Privacy and trial lawyers

You often hear about the plaintiffs’ bar and their solicitous concern for the privacy of citizens, and how they’ll be happy to bring class actions to protect that privacy. Of course, as we have repeatedly noted (e.g., Jun. 20, 2005 and Feb. 9), that concern for privacy extends only as far as it doesn’t interfere with trial lawyers’ desire for a payday. The California Supreme Court has ruled that consumers who contact a vendor are subject to having their names given to plaintiffs’ attorneys (in this case, the super-ethical firm of Milberg Weiss) in California-state-court discovery unless such consumers explicitly take the trouble to opt out to each and every opportunity for such notification, reversing an appellate court’s ruling that names should only be given out if consumers opt in to such notification.
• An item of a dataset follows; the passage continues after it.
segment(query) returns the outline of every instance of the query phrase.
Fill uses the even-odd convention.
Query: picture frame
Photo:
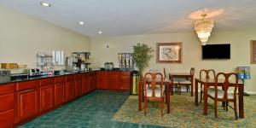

Bruce Nye has more details about Pioneer Electronics v. Superior Court. The opinion doesn’t appear to create any limits on the ability of plaintiffs’ attorneys to use that information. We look forward to the usual suspects commenting on the need for protective legislation to prevent such privacy breaches. Right?

2 Comments

  • The trial court had already issued a protective order limiting the purposes for which the information could be used. This was mentioned during the Supreme Court oral argument. Therefore, the Supreme Court’s opinion did not need to address that issue and probably assumed that the protective order would be complied with. If it was a typical protective order, it probably limited both the persons who would be allowed to see the information and the purposes for which the information could be used.

  • While it’s entirely possible that a protective order is in place that will limit the invasion of privacy by plaintiffs’ attorneys, the California Supreme Court’s opinion made no such limitation on its sweeping rule of law, which will make it difficult for defense attorneys to obtain such protective orders in the future.